NOMS DE FAMILLE ET LIEUX-DITS.
De nombreuses études ont été faites, au cours de l'Histoire, pour comprendre la signification de noms de familles et lieux-dits du Pays Basque.
Voici ce que rapporta Jules Vinson, à ce sujet dans la revue Gure Herria, en août 1921 :
"Le basque est incontestablement la plus vieille langue de l'Europe ; si l'on voulait chiffrer son âge, il faudrait compter par centaines ou par milliers de siècles. Mais elle n'a été écrite qu'à la fin du XVe siècle ou au commencement du XVIe siècle ; deux ouvrages, fort importants, sont les premiers livres basques imprimés connus. Le premier, un recueil de poésies par Bernard Dechepare a été publié à Bordeaux en 1545 ; il n'en existe plus qu'un seul exemplaire conservé à la Bibliothèque Nationale à Paris, mais il a été trois fois réimprimé en 1847, 1874, 1890. Le second est la traduction du Nouveau Testament par Jean de Liçarrague, de Briscous, imprimé à la Rochelle, en 1571 ; une seconde édition, tout à fait exacte, a été publiée en 1900 à Strasbourg par les soins de MM. Schuchardt et Th. Linschmann. Ces ouvrages nous font voir que le basque du XVIe siècle différait sensiblement de celui d'aujourd'hui : il est donc probable que si nous avions des textes plus anciens nous trouverions des différences encore plus grandes et nous serions mieux renseignés sur l'histoire et l'évolution de la langue. Nous avons seulement une liste d'une vingtaine de mots dans un manuscrit, liber de miraculis S. Jacobi, à Saint-Jacques de Compostelle ; l'auteur, un certain Aimery Picaud de Poitiers les avait recueillis pendant son voyage en passant par la Navarre. On attribue à ce manuscrit la date de 1179, il est certainement plus moderne d'environ deux siècles, mais nous avons des spécimens plus anciens dans les noms de personnes, de villages, de maisons ; dans les noms topographiques qui nous ont été transmis par la tradition orale qui existent plus ou moins altérés ou qui sont cités dans différents écrits du moyen-âge.

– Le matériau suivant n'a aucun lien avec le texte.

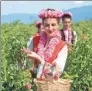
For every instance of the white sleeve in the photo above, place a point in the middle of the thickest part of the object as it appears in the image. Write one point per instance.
(30, 44)
(75, 37)
(61, 58)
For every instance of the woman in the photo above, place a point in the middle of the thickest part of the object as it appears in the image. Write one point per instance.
(50, 55)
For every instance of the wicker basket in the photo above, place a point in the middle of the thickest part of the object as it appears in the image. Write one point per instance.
(60, 85)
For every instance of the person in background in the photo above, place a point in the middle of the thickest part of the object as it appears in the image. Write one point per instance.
(68, 35)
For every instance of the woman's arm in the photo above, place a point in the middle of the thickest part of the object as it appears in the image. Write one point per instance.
(30, 43)
(61, 58)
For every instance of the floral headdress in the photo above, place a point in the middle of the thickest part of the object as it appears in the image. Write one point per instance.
(51, 13)
(38, 23)
(67, 14)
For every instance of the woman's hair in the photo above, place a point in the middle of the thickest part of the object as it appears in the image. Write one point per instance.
(38, 24)
(50, 13)
(66, 15)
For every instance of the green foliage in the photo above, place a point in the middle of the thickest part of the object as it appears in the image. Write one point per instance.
(14, 36)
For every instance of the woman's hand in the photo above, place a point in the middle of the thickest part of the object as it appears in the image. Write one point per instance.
(25, 50)
(33, 55)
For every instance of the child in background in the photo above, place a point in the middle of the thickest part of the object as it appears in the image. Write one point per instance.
(67, 34)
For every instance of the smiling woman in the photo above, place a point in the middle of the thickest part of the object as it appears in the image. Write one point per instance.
(29, 6)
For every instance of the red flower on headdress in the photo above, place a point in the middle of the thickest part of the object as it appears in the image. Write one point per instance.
(67, 13)
(38, 23)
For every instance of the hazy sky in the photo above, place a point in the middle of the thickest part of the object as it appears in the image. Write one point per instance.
(8, 7)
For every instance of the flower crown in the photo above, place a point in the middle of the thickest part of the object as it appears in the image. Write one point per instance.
(50, 13)
(38, 23)
(67, 13)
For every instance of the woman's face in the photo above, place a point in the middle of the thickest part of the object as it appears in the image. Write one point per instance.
(41, 29)
(67, 23)
(50, 25)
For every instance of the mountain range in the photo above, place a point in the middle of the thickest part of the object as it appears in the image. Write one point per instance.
(79, 14)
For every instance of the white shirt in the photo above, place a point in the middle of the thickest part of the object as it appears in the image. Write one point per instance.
(61, 57)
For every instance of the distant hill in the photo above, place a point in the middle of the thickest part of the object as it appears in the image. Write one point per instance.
(79, 14)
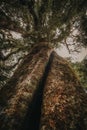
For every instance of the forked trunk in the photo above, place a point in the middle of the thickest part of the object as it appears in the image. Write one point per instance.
(43, 94)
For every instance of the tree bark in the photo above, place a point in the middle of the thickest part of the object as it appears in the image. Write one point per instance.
(43, 94)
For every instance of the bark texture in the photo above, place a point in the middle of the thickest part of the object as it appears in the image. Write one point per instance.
(43, 94)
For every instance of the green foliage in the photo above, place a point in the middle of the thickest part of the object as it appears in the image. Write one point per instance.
(81, 70)
(51, 21)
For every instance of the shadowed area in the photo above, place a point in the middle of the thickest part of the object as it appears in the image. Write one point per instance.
(32, 120)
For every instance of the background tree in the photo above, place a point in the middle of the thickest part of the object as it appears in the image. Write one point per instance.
(24, 23)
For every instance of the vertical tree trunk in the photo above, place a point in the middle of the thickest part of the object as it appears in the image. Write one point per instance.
(43, 94)
(64, 100)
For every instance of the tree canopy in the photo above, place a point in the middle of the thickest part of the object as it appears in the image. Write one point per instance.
(24, 23)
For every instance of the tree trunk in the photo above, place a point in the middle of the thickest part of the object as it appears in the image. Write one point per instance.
(43, 94)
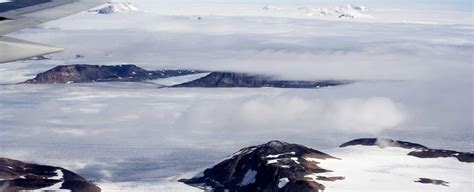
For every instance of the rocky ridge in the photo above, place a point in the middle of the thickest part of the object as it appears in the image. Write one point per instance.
(19, 176)
(284, 167)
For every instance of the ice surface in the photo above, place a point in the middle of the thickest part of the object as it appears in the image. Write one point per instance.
(414, 83)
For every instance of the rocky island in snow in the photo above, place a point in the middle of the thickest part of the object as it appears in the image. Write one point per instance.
(19, 176)
(359, 164)
(81, 73)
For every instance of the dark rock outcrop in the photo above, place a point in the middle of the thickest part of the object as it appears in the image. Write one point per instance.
(229, 79)
(383, 142)
(19, 176)
(101, 73)
(274, 166)
(432, 181)
(419, 151)
(438, 153)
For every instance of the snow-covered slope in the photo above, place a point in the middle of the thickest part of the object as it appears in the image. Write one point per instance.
(113, 7)
(347, 11)
(367, 164)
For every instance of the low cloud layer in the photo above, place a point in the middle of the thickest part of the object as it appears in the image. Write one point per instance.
(283, 114)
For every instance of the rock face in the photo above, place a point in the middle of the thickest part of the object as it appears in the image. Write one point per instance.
(19, 176)
(419, 151)
(382, 142)
(432, 181)
(438, 153)
(274, 166)
(229, 79)
(97, 73)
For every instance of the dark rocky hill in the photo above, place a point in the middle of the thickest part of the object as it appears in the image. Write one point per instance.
(419, 151)
(19, 176)
(230, 79)
(100, 73)
(283, 167)
(274, 166)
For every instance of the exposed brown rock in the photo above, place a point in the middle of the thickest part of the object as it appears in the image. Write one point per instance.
(260, 168)
(18, 176)
(432, 181)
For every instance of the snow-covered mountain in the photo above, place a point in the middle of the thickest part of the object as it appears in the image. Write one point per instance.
(367, 164)
(348, 11)
(115, 7)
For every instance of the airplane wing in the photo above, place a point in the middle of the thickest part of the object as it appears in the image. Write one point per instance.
(20, 14)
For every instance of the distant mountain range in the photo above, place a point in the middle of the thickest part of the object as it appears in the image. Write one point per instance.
(81, 73)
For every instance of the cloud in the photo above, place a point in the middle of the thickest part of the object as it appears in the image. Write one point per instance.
(290, 114)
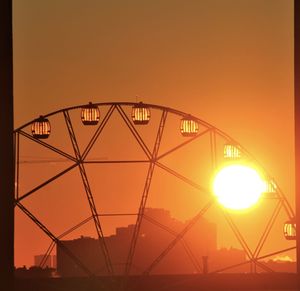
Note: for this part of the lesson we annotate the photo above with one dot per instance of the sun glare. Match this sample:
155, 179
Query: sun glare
238, 187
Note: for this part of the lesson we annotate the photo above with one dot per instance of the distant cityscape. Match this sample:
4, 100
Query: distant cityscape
196, 253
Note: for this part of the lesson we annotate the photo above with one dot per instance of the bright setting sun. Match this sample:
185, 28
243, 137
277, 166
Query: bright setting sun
238, 187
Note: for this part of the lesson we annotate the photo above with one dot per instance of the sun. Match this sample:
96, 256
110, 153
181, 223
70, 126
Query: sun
238, 187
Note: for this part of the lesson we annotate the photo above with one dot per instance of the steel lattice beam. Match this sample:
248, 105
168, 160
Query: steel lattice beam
89, 194
145, 193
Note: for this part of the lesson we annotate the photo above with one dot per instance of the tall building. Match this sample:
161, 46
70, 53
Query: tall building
157, 231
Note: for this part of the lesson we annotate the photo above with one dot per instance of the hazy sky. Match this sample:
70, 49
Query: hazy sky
229, 62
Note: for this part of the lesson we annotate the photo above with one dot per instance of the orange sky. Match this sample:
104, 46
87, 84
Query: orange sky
227, 62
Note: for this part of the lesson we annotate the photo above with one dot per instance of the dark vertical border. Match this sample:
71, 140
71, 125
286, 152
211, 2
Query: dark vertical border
297, 124
6, 148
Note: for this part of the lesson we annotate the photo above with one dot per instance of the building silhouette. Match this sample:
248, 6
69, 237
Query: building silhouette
196, 251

Ces mots, ces lieux-dits, comme on les appelle, peuvent se classer en quatre catégories, à savoir :
1° Ceux qui dérivent de noms de personnes, p. ex. Dornaletche, la maison Dornal, Samsinena (la maison) des Samson, Lafitenia et Dagienbaita qui sont des locatifs dont le n final est tombé et qu'on doit traduire par conséquent chez les Lafitte, chez Dagien.
2° Ceux qui indiquent une certaine culture, une végétation, la composition géologique, l'état matériel ; ils sont formés par les terminaisons quantitatives, eta et keta (pluralité), aga (abondance), egi (excès), titoi (espace limité), u, su, chu, zu, tchu, tsu, tzu avec ou sans n (terrain, région), harrieta les pierres, espeleta ou espelete : les buis, greciette les cerisiers, urqueta les eaux, amezketa les chênes tauzins, liçaraga abondance de frênes.
On peut regarder keta comme contracté de koeta ; le suffixe ko, génitif de position s'emploie souvent avec un sens restrictif et diminutif, mutiko pour mutilko "petit garçon" ; il peut être aussi employé comme déterminatif, alors urketa, amezketa signifieraient quelque chose comme "région des eaux" et "endroit couvert de chênes tauzins". Le nom de la mère d'Axular, Aspilcouette pourrait donc signifier "les terrains au pied des monts" ou "le lieu de jonction des montagnes" en prenant aspil comme synonyme de mendibil.
3° Ceux qui indiquent une position relative, terminés par les mots garay, goyen gain, goiti "au-dessus" ; behere, ber, be "au-dessous" ; alde, "à côté" ; arte, art, "au milieu" ; ondo, "à la suite" ; aspi (aspil) "au pied" ; buru "extrémité" ; barren, barne, "extrémité inférieure" ; bazter "contigu" ; bide "chemin " ; etchegaray "maison au-dessus" ; berrogain "fourré au-dessus" ; etchegoyen " maison au-dessus" ; Dihursubehere, "au-dessous de l'endroit où il y a de l'eau courante et des joncs" ; iruber "ville au-dessous" ; inchauspe "sous un noyer" ; fagalde "à côté des hêtres" ; ibarrondo " à la suite de la vallée" ; duhart, uhart, ugarte "au milieu de l'eau" ; legaspi "au pied du gravier" ; mendiboure "extrémité de la montagne" ; ithurbide "chemin de fontaine" ; azcoitia et azpeitia, "le haut et le bas de la montagne" ; izpazler "contigu à l'étang". Il y aurait aussi sarri qui paraît signifier prolongement : irisarri, "faubourg de la ville" ; iharassarri, "annexe du moulin".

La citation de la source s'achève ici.